Ambas especies necesitan un tiempo de vuelo y ejercicio prolongados tras el tratamiento inicial para mantener la resistencia necesaria para la migración. Además, como aves sociales, lo ideal es liberarlas en bandadas mixtas con individuos de su misma especie para que puedan regresar a casa juntas. Si no logran migrar debido a la naturaleza o el momento de su recuperación, mantenerlas en rehabilitación hasta el siguiente periodo migratorio puede ser crucial para su supervivencia, sobre todo si la especie es sensible a las fluctuaciones de temperatura o necesita alimentarse de un tipo de alimento específico cuya disponibilidad varía según la temporada.

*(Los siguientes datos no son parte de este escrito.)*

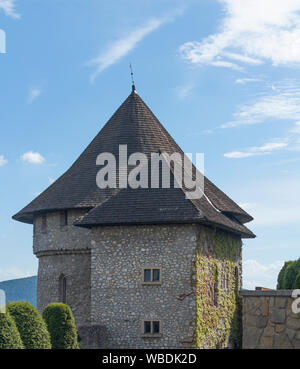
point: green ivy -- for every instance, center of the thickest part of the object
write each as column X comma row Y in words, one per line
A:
column 218, row 312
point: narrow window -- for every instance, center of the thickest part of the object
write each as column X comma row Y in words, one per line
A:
column 147, row 275
column 44, row 223
column 151, row 328
column 156, row 328
column 63, row 218
column 151, row 276
column 216, row 293
column 63, row 288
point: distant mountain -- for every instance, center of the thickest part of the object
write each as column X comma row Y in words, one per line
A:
column 23, row 289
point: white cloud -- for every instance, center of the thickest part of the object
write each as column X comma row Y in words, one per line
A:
column 256, row 150
column 296, row 129
column 252, row 32
column 123, row 46
column 247, row 205
column 282, row 103
column 8, row 6
column 15, row 273
column 33, row 94
column 3, row 161
column 256, row 274
column 246, row 80
column 183, row 91
column 33, row 157
column 272, row 203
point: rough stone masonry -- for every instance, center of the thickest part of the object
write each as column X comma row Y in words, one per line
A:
column 268, row 320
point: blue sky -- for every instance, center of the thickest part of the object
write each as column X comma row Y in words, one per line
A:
column 222, row 76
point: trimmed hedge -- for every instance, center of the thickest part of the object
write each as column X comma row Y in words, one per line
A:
column 61, row 326
column 289, row 276
column 297, row 281
column 31, row 326
column 9, row 336
column 280, row 278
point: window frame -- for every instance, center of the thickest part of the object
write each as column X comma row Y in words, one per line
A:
column 155, row 283
column 44, row 223
column 62, row 288
column 63, row 219
column 151, row 335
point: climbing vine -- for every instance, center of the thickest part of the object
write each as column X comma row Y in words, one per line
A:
column 215, row 289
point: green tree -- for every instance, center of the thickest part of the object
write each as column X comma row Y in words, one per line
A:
column 291, row 274
column 297, row 281
column 280, row 278
column 31, row 326
column 9, row 335
column 61, row 326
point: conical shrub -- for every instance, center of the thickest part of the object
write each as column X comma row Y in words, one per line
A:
column 9, row 335
column 31, row 326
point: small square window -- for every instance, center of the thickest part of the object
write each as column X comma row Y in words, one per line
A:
column 156, row 275
column 151, row 276
column 147, row 275
column 151, row 328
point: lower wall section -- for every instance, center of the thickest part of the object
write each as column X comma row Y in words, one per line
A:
column 76, row 267
column 268, row 320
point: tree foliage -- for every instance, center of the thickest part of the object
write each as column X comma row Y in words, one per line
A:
column 288, row 276
column 9, row 334
column 31, row 326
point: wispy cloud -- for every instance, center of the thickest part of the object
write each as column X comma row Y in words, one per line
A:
column 256, row 274
column 123, row 46
column 3, row 161
column 183, row 91
column 8, row 6
column 251, row 33
column 33, row 94
column 242, row 81
column 272, row 203
column 256, row 150
column 15, row 273
column 33, row 157
column 282, row 102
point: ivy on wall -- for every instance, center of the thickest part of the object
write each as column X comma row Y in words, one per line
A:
column 215, row 287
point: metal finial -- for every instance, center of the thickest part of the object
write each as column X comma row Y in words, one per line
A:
column 132, row 80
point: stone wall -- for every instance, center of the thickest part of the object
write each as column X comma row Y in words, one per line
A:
column 120, row 302
column 268, row 320
column 63, row 251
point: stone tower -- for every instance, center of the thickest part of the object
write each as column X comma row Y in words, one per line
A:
column 154, row 267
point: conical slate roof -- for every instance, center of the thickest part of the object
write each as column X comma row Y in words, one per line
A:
column 134, row 125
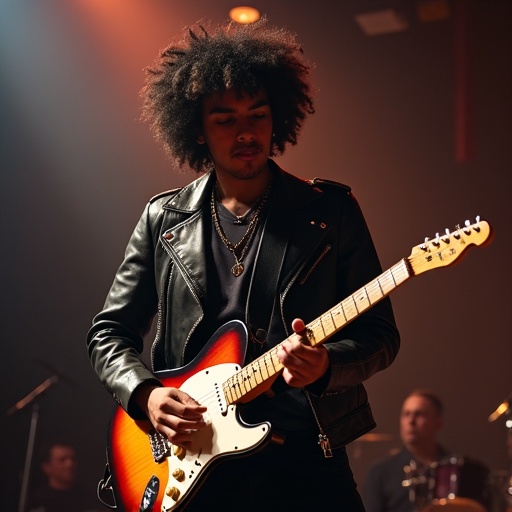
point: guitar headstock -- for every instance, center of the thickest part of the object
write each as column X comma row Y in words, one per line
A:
column 446, row 249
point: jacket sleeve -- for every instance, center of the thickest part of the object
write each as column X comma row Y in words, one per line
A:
column 115, row 340
column 371, row 342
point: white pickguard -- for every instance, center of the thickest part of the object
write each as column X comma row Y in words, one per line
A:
column 225, row 434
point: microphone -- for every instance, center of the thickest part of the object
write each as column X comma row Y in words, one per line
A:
column 503, row 408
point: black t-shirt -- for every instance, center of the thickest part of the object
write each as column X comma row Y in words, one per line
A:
column 77, row 499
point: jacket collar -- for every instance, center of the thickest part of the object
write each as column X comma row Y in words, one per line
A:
column 294, row 191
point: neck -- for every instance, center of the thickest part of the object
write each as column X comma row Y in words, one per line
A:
column 426, row 454
column 239, row 195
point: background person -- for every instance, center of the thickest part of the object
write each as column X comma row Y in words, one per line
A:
column 403, row 482
column 61, row 490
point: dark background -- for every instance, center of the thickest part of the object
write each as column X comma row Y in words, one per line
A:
column 77, row 167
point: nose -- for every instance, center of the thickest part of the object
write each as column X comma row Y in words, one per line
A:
column 245, row 133
column 245, row 136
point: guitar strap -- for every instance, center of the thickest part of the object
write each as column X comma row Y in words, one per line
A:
column 268, row 264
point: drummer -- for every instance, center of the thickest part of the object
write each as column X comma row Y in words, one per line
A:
column 403, row 482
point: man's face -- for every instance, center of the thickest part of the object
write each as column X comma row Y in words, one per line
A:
column 61, row 466
column 238, row 131
column 419, row 421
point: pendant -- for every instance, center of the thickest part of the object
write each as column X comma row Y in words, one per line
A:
column 237, row 269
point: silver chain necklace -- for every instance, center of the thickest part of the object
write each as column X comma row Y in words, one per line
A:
column 244, row 243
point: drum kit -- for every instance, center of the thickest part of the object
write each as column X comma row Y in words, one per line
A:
column 459, row 484
column 451, row 484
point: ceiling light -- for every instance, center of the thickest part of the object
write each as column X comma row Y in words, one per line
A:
column 244, row 14
column 382, row 22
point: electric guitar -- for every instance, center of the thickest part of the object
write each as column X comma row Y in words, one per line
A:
column 149, row 473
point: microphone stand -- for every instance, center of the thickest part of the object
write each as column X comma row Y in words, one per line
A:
column 31, row 398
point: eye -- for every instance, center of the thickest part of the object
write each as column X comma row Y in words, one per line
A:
column 223, row 120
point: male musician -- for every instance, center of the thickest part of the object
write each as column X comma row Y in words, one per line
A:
column 421, row 419
column 247, row 241
column 423, row 471
column 61, row 490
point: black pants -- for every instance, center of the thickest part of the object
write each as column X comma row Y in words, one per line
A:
column 294, row 476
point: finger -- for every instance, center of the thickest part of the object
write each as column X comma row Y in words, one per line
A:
column 298, row 326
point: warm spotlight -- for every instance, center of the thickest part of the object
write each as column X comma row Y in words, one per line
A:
column 244, row 14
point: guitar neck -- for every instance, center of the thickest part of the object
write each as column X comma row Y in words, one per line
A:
column 265, row 368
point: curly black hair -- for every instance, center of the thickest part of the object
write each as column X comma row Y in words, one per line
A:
column 211, row 59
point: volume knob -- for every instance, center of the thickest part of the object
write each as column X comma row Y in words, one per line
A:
column 179, row 474
column 172, row 492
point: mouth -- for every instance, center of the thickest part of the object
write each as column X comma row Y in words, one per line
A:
column 247, row 153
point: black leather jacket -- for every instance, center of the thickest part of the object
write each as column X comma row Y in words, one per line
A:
column 329, row 255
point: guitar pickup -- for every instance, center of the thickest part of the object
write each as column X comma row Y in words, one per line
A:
column 160, row 446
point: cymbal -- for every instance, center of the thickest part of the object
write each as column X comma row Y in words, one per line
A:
column 374, row 437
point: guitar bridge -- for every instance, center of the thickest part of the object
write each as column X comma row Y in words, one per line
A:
column 160, row 446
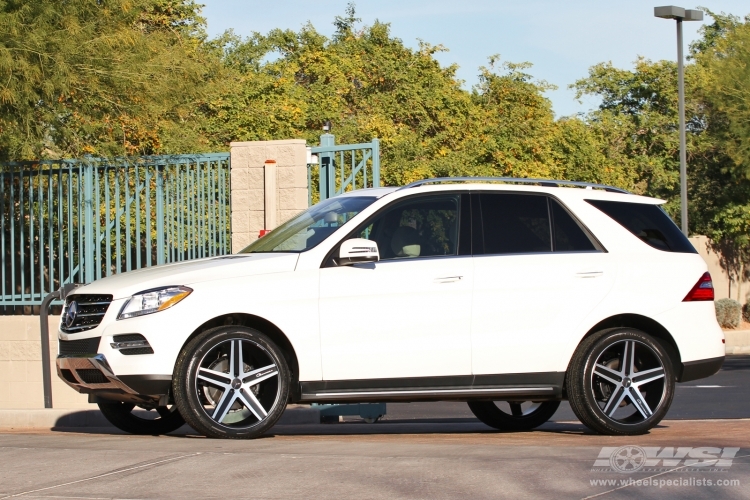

La rehabilitación exitosa de aves canoras se basa en una combinación de conocimientos sobre cómo proporcionar la atención médica, el alojamiento y la nutrición adecuados a cada especie, saber si migran a través de su región (y cuándo), y brindarles a cada individuo la mejor atención posible en el menor tiempo posible hasta que puedan ser liberados. Las currucas son un grupo especial de aves, llenas de belleza y diversidad, que merecen ser salvadas, todas y cada una de ellas.
– Jackie Edmunds es la gerente del programa de vida silvestre del Centro de Vida Silvestre de DCHS.
Foto al inicio del artículo: El chipe de coronilla negra, n.° 25-2765, ingresó el 25 de septiembre tras sufrir una fractura de escápula al chocar contra una ventana. Fue dado de alta el 12 de octubre tras recuperarse por completo.